Pyongyang has asked Japan to send government officials to North Korea in a secret contact related to its probe into past abductions of Japanese nationals, proposing that the officials meet with “survivors,” a source close to bilateral relations said Sunday.
Tokyo has apparently turned down the offer, considering the possibility that the “survivors” may not actually include abduction victims, though Japan views the proposal as indicating that North Korea intends to make Pyongyang the venue for handing over its first report on the abduction probe.
The government was apparently also cautious that the meeting could be used by North Korea to “draw a curtain” on the cases of Japanese nationals who were abducted by Pyongyang agents in the 1970s and 1980s.
According to the source, North Korea’s proposal came after the two governments held talks in July, when Japan agreed to partially lift its unilateral sanctions on North Korea as Pyongyang launched a special committee to reinvestigate the abductions.

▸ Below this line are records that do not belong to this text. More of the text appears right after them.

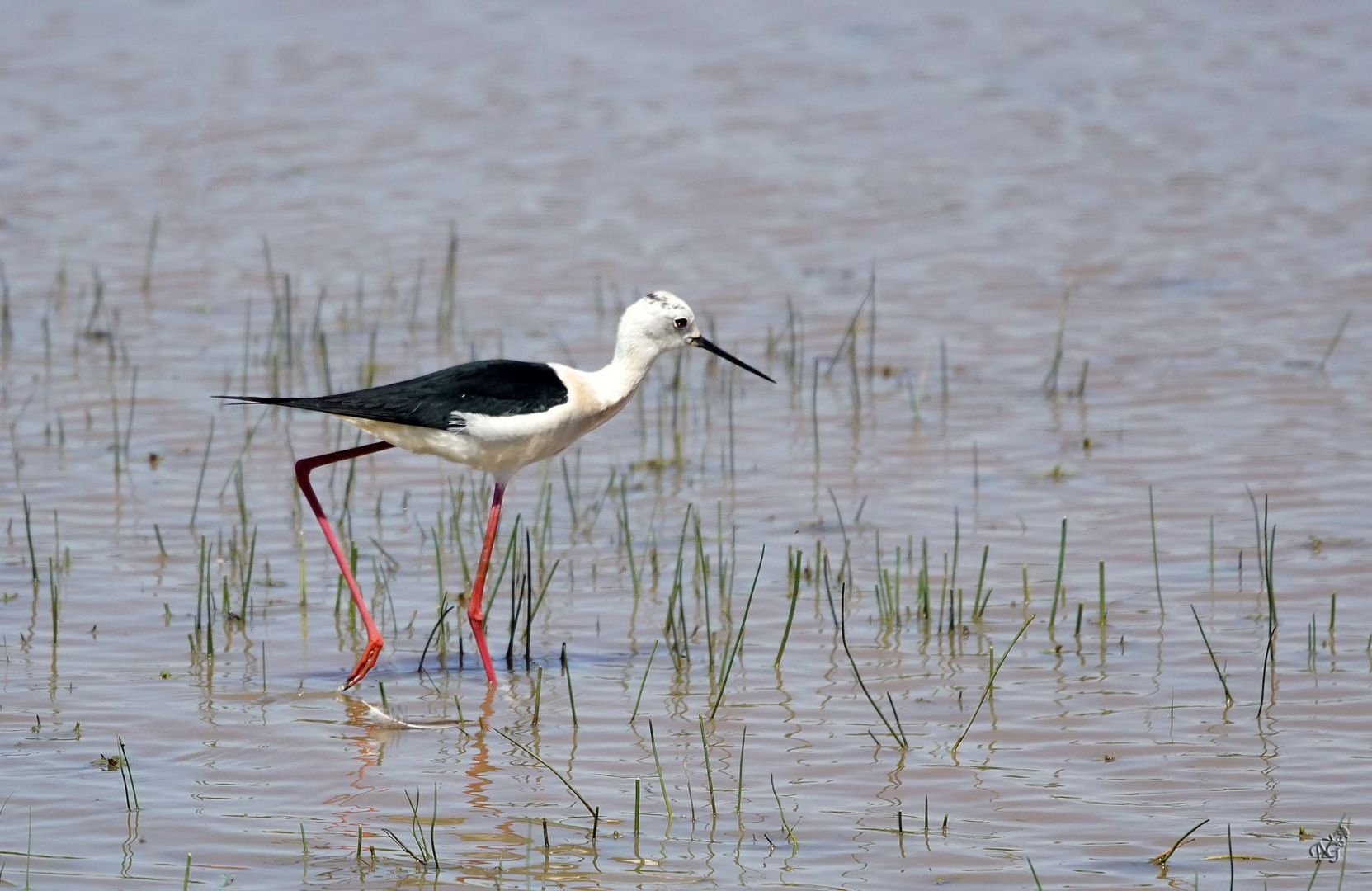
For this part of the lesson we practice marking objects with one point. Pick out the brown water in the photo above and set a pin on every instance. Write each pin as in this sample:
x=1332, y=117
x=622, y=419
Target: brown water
x=1196, y=175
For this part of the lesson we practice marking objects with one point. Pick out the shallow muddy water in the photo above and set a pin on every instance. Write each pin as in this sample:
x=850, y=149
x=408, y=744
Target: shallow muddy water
x=881, y=208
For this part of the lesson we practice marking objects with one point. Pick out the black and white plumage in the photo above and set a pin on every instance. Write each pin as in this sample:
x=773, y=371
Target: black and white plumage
x=497, y=417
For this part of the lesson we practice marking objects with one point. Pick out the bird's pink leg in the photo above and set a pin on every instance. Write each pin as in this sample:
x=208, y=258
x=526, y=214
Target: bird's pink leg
x=302, y=477
x=474, y=611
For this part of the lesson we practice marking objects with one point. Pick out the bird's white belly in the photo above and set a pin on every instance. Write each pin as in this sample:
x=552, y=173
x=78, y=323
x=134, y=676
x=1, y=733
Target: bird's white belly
x=496, y=446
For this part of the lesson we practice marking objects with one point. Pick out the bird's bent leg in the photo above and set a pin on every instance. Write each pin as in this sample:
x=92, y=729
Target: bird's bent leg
x=474, y=610
x=302, y=478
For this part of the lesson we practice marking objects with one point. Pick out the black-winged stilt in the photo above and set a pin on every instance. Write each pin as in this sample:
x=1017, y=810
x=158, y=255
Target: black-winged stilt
x=497, y=417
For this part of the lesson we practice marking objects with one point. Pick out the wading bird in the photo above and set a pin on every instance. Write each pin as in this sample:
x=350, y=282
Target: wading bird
x=497, y=417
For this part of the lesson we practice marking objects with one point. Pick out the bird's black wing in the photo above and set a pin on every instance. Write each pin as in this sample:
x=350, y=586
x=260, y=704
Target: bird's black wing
x=498, y=388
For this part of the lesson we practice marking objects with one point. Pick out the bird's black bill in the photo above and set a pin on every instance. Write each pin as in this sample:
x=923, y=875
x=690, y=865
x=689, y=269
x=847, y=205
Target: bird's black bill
x=705, y=345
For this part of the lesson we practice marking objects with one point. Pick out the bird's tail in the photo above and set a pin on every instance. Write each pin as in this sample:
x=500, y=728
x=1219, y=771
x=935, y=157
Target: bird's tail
x=289, y=401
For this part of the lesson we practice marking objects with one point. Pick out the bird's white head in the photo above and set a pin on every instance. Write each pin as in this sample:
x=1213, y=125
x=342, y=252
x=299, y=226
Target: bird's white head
x=660, y=322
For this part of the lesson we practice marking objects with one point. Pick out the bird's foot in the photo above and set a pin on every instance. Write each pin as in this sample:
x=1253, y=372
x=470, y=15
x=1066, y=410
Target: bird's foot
x=365, y=663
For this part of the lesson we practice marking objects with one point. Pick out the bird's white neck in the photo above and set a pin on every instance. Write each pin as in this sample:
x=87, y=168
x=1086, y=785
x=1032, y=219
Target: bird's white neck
x=620, y=378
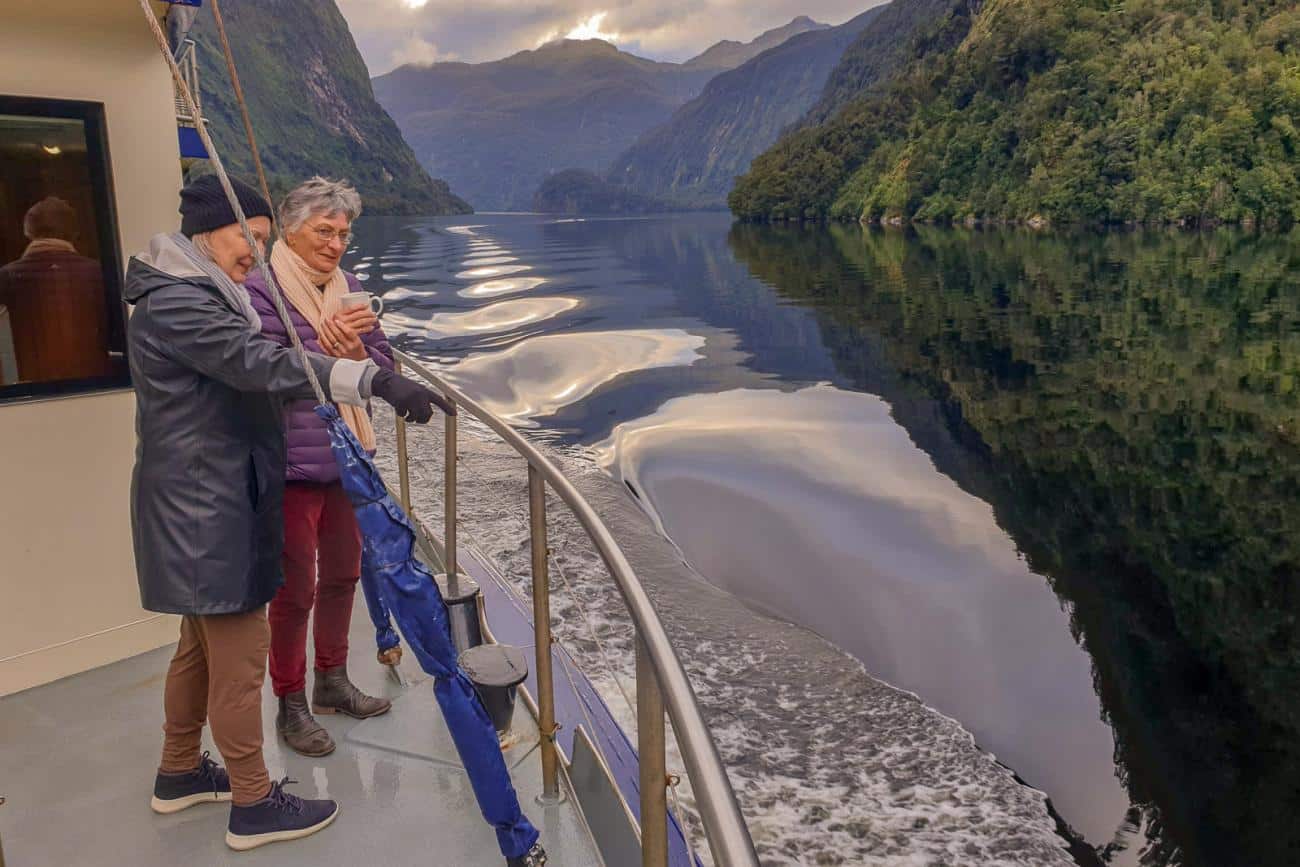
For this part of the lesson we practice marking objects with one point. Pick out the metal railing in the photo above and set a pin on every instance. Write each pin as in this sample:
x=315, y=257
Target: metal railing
x=187, y=60
x=661, y=680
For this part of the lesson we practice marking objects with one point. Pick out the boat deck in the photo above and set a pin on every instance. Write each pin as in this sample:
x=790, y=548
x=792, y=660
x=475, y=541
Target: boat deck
x=78, y=755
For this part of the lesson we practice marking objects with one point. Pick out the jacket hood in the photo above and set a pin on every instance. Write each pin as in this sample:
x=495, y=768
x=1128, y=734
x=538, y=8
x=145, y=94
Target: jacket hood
x=163, y=264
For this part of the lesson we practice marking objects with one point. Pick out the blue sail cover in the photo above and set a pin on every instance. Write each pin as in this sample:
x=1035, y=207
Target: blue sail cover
x=385, y=636
x=408, y=592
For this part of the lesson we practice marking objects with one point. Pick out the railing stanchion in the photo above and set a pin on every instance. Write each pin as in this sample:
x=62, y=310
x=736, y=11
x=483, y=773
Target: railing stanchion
x=449, y=495
x=403, y=462
x=654, y=770
x=542, y=634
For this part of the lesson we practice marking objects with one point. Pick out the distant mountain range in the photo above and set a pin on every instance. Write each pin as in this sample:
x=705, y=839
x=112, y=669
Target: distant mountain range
x=693, y=157
x=312, y=105
x=497, y=130
x=729, y=53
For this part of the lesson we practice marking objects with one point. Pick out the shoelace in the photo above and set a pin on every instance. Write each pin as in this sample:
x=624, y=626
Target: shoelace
x=281, y=800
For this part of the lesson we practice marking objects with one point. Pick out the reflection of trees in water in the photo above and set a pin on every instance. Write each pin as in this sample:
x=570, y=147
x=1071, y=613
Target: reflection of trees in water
x=1127, y=403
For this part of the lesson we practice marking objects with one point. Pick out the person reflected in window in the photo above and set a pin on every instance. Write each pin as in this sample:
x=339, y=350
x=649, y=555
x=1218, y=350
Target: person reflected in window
x=57, y=306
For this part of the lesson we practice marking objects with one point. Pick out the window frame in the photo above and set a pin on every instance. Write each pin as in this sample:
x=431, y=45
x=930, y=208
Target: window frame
x=100, y=164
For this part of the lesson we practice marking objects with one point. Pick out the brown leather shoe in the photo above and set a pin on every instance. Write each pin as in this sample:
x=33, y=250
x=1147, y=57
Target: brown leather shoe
x=299, y=728
x=334, y=693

The “survivors” issue is likely to have been taken up either through a contact via the Japanese Embassy in Beijing or a secret meeting between senior officials of the North’s Ministry of State Security, North Korea’s secret police organ, and Junichi Ihara, director general of the Foreign Ministry’s Asian and Oceanian Affairs Bureau.
A government official pointed out that the survivors at the proposed meeting might not be abductees but rather Japanese wives whose survival is presumed after they moved with their Korean spouses to North Korea.
Around 1,800 Japanese women are thought to have accompanied their Korean spouses to the North under a repatriation program dating from 1959.
“It could also be that the reinvestigation into the abduction issue is insincere” and North Korea may nevertheless press Japan to accept the outcome, the official said.
It has become possible for Japanese government officials to visit North Korea following the lifting of restrictions on travel between the countries.
But North Korea has not presented new information about 12 people who are officially recognized by the Japanese government as abductees and missing people who are suspected of having been abducted by Pyongyang.
As the government is urging North Korea to prioritize the probe into the abduction cases, it is apparently difficult for Japanese officials to visit the country without knowing who they could meet.
Japan had expected North Korea to submit its first report in the second week of this month, but no date has yet been set.